El Departamento de Salud también creó dispensarios para atender a los “toxicómanos, a quienes no consideraba delincuentes sino enfermos”. En esas clínicas el adicto pagaba su dosis y se le suministraba la droga cuando él la solicitara. El primer dispensario para drogadictos comenzó a operar en la Calle Versalles del centro de la capital; a él acudieron alrededor de 700 personas. Pagaban 20 centavos por la inyección, y entre 10 y 12 pesos por cinco dosis diarias. Salazar afirmó que gracias a ese dispensario, Lola la Chata estaba perdiendo alrededor de 2 600 pesos diarios.

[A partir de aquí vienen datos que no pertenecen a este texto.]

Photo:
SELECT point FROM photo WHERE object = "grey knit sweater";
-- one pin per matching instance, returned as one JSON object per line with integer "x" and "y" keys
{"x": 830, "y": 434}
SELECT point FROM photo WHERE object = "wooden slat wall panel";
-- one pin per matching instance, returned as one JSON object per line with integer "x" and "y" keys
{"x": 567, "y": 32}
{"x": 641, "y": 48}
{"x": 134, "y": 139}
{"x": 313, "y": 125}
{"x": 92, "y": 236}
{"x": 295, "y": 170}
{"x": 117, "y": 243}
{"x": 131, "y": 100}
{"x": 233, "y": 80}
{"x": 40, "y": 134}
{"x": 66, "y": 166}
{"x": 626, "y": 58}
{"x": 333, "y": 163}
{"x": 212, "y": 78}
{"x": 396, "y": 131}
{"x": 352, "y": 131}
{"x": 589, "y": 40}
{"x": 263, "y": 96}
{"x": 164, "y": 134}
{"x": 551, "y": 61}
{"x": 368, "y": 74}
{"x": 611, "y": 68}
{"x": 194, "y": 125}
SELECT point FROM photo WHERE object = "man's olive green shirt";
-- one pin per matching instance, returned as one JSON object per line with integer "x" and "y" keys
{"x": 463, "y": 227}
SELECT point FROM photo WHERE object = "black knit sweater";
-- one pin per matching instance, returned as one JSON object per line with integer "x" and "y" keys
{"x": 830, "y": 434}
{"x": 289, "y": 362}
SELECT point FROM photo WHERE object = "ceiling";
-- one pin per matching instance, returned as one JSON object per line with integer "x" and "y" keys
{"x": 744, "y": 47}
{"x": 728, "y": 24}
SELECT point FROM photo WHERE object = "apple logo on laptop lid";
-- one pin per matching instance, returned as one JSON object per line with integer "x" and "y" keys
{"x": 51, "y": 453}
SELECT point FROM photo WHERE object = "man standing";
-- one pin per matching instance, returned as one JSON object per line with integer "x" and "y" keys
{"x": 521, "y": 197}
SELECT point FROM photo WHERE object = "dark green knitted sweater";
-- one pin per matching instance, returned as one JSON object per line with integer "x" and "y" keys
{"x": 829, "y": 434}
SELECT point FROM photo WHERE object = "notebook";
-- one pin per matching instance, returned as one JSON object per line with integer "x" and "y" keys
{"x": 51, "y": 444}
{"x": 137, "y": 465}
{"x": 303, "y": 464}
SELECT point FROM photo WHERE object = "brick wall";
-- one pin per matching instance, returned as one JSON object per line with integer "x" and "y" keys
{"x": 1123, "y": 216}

Los burócratas de Washington (verdadera Sede de La Cosa Nostra) cabildearon en contra de Salazar con funcionarios mexicanos afines a su punto de vista, quienes pronto se aliaron con ellos. Posteriormente gestionaron ante la Oficina Central Permanente del Opio, con sede en Ginebra, para que impusiera un embargo de medicamentos a México. Esa dependencia era la única responsable de autorizar a ciertos países la siembra y producción de opio y morfina para fines médicos, productos que el gobierno mexicano compraba, principalmente, en Inglaterra y Holanda, a pesar de que en Sinaloa existía una gran siembra de amapola; no obstante, el país no podía procesar el opio para crear sus propios medicamentos. A los pocos meses el embargo comenzó a tener efecto, y la principal firma farmacéutica de la República Mexicana, la empresa alemana Casa Beick Félix y Cía., comenzó a resentir la escasez de narcóticos terapéuticos. Harry A. Anslinger informó al gobierno de Lázaro Cárdenas que “el embargo sería levantado cuando México aprobara la suspensión del reglamento”.

Debido a las presiones de Estados Unidos, el 3 de julio de 1940 el Diario Oficial publicó “el Decreto que suspende la vigencia del Reglamento Federal de Toxicomanía”. La medida se justificó argumentando que debido a la guerra en Europa había grandes dificultades para la adquisición de las drogas. La diplomacia de Washington se había anotado un trascendental triunfo ante sus homólogos mexicanos, enterrando la revolucionaria medida con la que se pretendía combatir al narcotráfico en México. A partir de entonces regresó el modelo policíaco que perdura hasta nuestros días.